Icarus, of course, was an early aviator. He looked to the birds and thought, “Why not me?” So he constructed a set of wings using wax and feathers. But his father warned him not to fly too close to the sun as the wax would not tolerate the heat. As we all know, Icarus declined to follow his dad’s advice — and, as he soared skyward, his wings began to melt. Icarus crashed back down to Earth.
What’s the moral of the story? Some people say Icarus was too ambitious, too proud, too single-minded. They say he flew too high.
But I believe Icarus had a different problem. Now, I may not be an expert on classical antiquity. Yet I believe Icarus could have been much more successful — he could have built much stronger, sturdier wings — if he’d only had a better supply chain!
In all seriousness, when it comes to aviation in our own time, there’s no mythology about it: The industry faces immense opportunities but also enduring challenges. High demand and low interest rates have fueled significant growth in recent years. Air transport has doubled in volume every fifteen years, with no end in sight. Aircraft keeps getting more reliable, more efficient, more technologically advanced. But high fixed costs and fierce competition are facts of life for airlines.
That’s why controlling costs spells the difference between success and failure, in every economic climate. To control costs, airlines are turning to technology to improve operations and the customer experience in four main ways: increasing real-time visibility and control, optimising efficiencies across business functions, enhancing service offerings, and deepening customer loyalty through personalisation and rewards programs.
In aviation, we’ve moved from wax and feathers to variable-intake turbofan engines and intelligent avionics. Yet in other respects, the industry remains largely unchanged. After all, the very same factors drive profits year after year:
- Revenue per passenger kilometer flown. How do airlines engage with customers to generate revenue premiums? Data, of course, plays a key role. What do they know about the passenger in seat 11C?
- Load factor. How do airlines optimise their routes, aircraft and services to ensure maximum lift per weight? Here again, data proves essential.
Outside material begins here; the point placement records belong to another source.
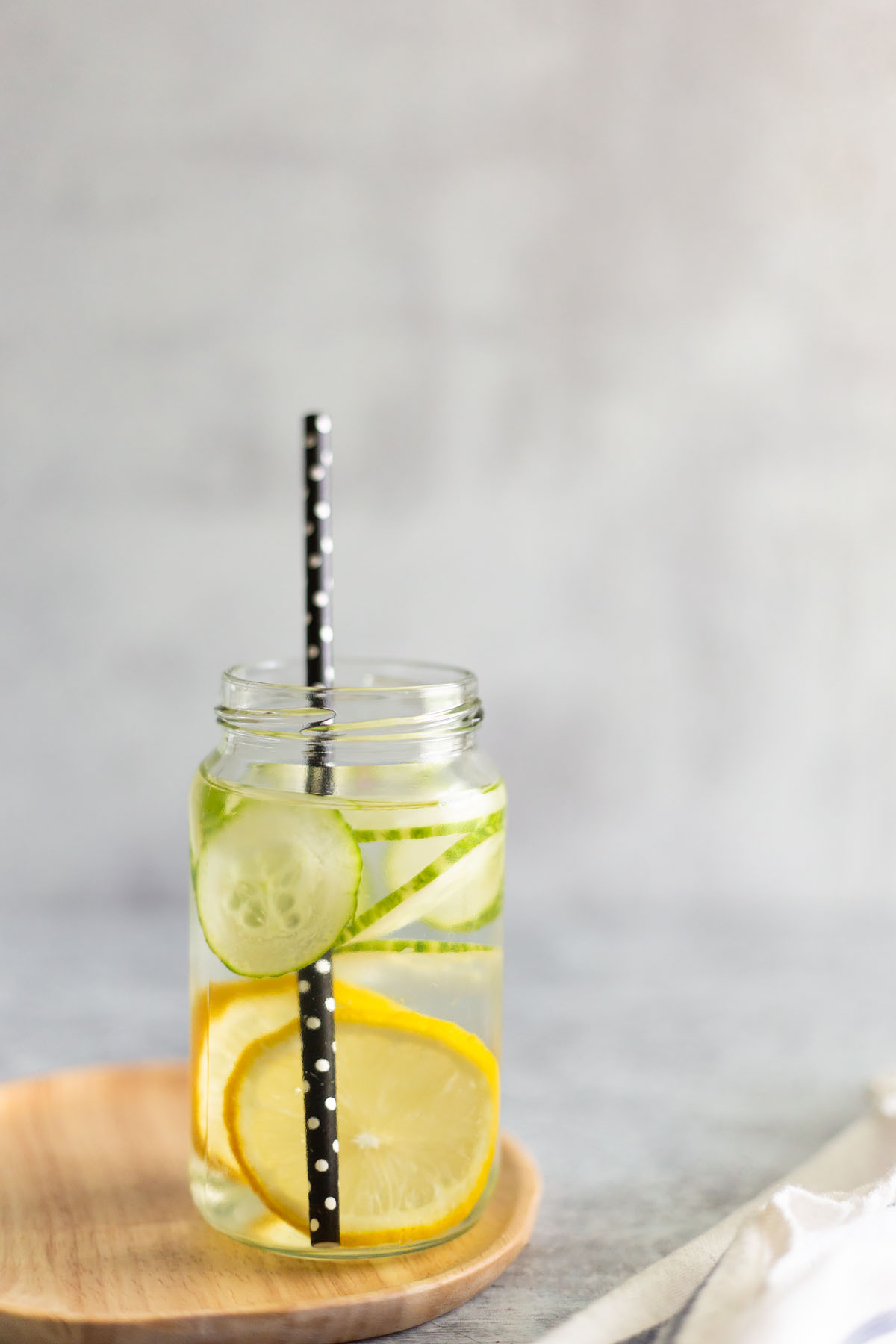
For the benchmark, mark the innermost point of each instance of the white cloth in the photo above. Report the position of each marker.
(803, 1263)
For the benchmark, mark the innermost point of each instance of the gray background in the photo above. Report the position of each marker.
(601, 299)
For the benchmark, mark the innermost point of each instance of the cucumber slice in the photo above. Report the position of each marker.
(460, 885)
(276, 886)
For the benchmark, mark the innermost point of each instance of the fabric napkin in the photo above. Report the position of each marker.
(812, 1261)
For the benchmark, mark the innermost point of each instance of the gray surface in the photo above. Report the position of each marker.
(600, 295)
(662, 1066)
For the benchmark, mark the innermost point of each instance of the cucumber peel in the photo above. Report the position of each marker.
(428, 947)
(440, 883)
(445, 828)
- Unit cost per available seat kilometer. How do airlines maximize efficiency and minimise costs? As with the other factors, the right data leads to the right outcome — for passengers, shareholders, and the environment.
Meanwhile, as airlines seek to optimise value, safety and support while improving the passenger experience, they need to be able to track and manage every part and every piece of equipment. Naturally, it helps to do so when airlines can also track and manage the suppliers of those parts and equipment.
In an industry like aviation, where risk management is so crucial — risks ranging from weather to regulation to commodity prices to exchange rates — savings become essential. Digital networks achieve savings by making risk more manageable. By providing visibility into the interconnected operations of airlines and their suppliers, cloud-based procurement platforms help to identify and resolve issues before they arise, aided by machine learning and artificial intelligence applications.
In addition, digital networks enable trading partners to collaborate on product design and service delivery, thus creating mutual value, extending competitive advantage for their organisations, and empowering them to reimagine not only the airline industry’s future but procurement’s role in shaping it. In the aviation business, real-time collaboration with one’s suppliers unleashes innovation and spurs growth. More often than not, success arises through partnership.
Seldom do we succeed when flying solo.